A bit of probing reveals that, by default the onboard sensor has I²C address 0x40.

Watching the I²C bus also reveals that when power is applied to the board, it sends a software reset, then enables 14-bit conversions of temperature and relative humidity. The precise commands are:

• 0x80, 0x00;
• 0x10, 0x00.

### Terminal interface

On Windows you can download client software which talks to the evaluation board. However, I use a Mac. Happily the board appears as a serial device in /dev e.g. /dev/tty.usbmodem146151.

Opening the device with screen and prodding keys reveals that most of the numbers do something:

• 1: return the undecoded temperature in hex;
• 2: return the undecoded relative-humidity in hex;
• 3: start streaming temperature and RH readings;
• 4: stop streaming;
• 5: decrement the time between measurements when streaming;
• 6: increment the time between measurements when streaming;
• 7: cycles 0,1,2,3—it’s not clear what this changes;
• 8: cycle the I²C address used: 0x40, 0x41, 0x42, 0x43.

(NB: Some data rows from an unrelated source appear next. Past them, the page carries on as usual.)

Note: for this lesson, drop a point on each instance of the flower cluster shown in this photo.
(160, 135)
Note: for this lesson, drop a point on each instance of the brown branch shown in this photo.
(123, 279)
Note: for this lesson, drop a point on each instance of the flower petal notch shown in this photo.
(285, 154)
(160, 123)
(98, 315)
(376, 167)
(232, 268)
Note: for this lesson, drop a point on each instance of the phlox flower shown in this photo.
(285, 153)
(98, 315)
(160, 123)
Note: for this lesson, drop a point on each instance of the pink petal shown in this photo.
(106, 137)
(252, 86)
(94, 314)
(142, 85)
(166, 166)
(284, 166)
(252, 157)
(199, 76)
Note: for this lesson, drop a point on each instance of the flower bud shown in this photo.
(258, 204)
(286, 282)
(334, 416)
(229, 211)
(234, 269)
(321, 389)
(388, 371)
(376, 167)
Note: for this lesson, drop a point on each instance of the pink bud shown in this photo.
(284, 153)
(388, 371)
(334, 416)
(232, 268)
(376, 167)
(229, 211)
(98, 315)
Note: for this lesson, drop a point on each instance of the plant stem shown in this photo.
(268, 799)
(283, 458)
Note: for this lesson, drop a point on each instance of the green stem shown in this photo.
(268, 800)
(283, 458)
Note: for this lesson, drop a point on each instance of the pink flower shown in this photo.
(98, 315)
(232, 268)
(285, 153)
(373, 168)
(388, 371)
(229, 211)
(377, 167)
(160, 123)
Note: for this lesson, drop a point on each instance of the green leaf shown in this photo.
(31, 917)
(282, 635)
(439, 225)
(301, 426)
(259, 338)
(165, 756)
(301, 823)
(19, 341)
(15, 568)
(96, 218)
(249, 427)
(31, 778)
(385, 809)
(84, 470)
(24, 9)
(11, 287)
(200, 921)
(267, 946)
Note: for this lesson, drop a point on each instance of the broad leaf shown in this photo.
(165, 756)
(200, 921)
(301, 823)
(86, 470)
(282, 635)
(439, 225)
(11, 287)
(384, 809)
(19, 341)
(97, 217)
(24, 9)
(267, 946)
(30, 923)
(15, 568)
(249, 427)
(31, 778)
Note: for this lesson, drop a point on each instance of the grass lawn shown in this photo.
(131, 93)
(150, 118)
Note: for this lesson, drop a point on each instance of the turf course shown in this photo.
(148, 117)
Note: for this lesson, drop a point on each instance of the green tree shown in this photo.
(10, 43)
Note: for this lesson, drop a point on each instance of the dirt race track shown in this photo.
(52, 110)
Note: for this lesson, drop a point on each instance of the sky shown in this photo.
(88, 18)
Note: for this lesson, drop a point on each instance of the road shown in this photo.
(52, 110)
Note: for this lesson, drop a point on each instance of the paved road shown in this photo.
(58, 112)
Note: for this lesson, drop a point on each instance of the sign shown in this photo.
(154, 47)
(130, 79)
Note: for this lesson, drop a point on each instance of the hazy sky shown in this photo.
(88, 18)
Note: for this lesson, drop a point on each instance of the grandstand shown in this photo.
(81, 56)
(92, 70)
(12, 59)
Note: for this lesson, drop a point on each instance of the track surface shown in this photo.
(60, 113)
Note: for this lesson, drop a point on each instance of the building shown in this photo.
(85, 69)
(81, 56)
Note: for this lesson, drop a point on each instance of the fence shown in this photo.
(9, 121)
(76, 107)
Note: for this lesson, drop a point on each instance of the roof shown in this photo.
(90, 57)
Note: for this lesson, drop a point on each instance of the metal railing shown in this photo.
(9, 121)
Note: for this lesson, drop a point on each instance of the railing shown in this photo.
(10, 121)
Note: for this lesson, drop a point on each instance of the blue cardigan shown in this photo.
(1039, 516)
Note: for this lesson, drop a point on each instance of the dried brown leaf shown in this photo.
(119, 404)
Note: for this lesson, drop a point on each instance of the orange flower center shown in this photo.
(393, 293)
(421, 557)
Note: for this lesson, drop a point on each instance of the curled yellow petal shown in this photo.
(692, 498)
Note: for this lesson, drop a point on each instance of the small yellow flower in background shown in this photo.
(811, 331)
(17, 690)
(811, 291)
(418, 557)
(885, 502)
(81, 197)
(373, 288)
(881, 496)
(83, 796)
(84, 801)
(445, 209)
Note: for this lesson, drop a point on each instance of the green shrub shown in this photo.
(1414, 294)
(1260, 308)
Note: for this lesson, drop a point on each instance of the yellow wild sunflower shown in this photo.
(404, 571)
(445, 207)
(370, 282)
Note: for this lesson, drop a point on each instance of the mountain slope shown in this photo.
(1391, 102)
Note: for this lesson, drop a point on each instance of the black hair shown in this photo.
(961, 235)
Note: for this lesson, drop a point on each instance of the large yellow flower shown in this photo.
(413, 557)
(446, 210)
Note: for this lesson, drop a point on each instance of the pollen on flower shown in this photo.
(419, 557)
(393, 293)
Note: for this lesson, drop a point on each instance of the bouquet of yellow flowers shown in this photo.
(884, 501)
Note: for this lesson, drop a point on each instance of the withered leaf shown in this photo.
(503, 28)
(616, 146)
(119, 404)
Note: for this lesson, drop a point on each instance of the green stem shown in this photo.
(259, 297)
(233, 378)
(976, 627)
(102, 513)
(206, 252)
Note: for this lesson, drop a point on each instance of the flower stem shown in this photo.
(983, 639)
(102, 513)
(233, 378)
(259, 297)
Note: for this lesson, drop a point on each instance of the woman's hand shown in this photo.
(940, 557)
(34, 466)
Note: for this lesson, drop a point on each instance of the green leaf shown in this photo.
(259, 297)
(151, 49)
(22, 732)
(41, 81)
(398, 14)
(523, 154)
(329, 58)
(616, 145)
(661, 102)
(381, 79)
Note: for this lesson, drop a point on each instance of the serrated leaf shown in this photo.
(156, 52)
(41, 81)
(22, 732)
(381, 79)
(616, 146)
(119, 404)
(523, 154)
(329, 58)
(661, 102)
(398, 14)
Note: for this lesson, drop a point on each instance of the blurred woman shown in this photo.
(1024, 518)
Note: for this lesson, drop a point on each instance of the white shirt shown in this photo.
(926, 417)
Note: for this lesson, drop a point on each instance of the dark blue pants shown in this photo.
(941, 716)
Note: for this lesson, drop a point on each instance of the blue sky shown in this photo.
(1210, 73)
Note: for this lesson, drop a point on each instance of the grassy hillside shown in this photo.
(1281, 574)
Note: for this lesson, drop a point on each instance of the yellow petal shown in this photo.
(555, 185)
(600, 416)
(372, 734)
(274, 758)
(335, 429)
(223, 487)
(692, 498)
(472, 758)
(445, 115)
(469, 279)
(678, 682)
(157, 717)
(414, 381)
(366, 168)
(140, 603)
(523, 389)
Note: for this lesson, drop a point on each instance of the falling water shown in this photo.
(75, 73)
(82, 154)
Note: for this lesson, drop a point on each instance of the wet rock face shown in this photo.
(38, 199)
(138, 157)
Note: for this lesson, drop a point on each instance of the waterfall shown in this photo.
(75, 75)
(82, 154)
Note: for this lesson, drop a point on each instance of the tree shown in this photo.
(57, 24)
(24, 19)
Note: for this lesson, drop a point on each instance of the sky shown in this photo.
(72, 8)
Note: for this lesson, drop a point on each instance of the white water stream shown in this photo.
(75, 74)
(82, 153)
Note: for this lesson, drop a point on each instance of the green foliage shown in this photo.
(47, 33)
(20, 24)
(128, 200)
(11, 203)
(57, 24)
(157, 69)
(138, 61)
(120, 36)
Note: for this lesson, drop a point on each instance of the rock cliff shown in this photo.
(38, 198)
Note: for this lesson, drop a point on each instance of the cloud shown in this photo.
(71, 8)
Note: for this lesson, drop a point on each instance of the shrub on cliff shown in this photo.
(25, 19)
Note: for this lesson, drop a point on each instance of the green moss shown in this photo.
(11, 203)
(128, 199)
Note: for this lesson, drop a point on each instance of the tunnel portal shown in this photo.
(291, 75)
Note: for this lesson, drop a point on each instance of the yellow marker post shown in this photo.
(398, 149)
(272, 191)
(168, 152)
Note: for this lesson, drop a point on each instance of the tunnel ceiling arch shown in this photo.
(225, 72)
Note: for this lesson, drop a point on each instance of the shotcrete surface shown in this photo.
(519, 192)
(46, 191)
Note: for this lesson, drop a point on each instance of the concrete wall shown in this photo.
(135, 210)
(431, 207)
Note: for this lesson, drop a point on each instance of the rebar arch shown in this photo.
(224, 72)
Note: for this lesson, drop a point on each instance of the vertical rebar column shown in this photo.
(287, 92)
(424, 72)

A reasonable strategy for logging over time is to periodically send ‘1’ and ‘2’, logging the results. If precise timing doesn’t matter though, we can just stream the data.

Hit ‘3’ and you get something like this:

stream start
62e0,802c
62e0,802c
62e0,7fec
62e8,7fec
62e8,7fec
62e0,7fec
62ec,7fac
62e8,7fac
62ec,7fac
62ec,7fac
...
62ec,7fec
62e8,7fec
62ec,7fac
62ec,7fac
stream stop

By default the measurements are taken a second apart.

### Decoding the measurements

The HDC1000 datasheet explains how to decode the numbers. Given reading $$x$$.

$T / °C = \frac{x}{2^{16}} × 165.0 - 40.0.$

Above we see a raw temperature reading of 0x62e0, this corresponds to roughly 23.73°C.

$RH = \frac{x}{2^{16}}$

Above we see a raw reading of 0x802c, this corresponds to a relative humidity of 50.07%.

## Sample results

I left the device streaming data from my window sill for about a week. Here’s what I found:

You can see the clear diurnal variation.

Finally it is interesting to plot RH against temperature: there is a clear global negative correlation, but such a description hides much local structure.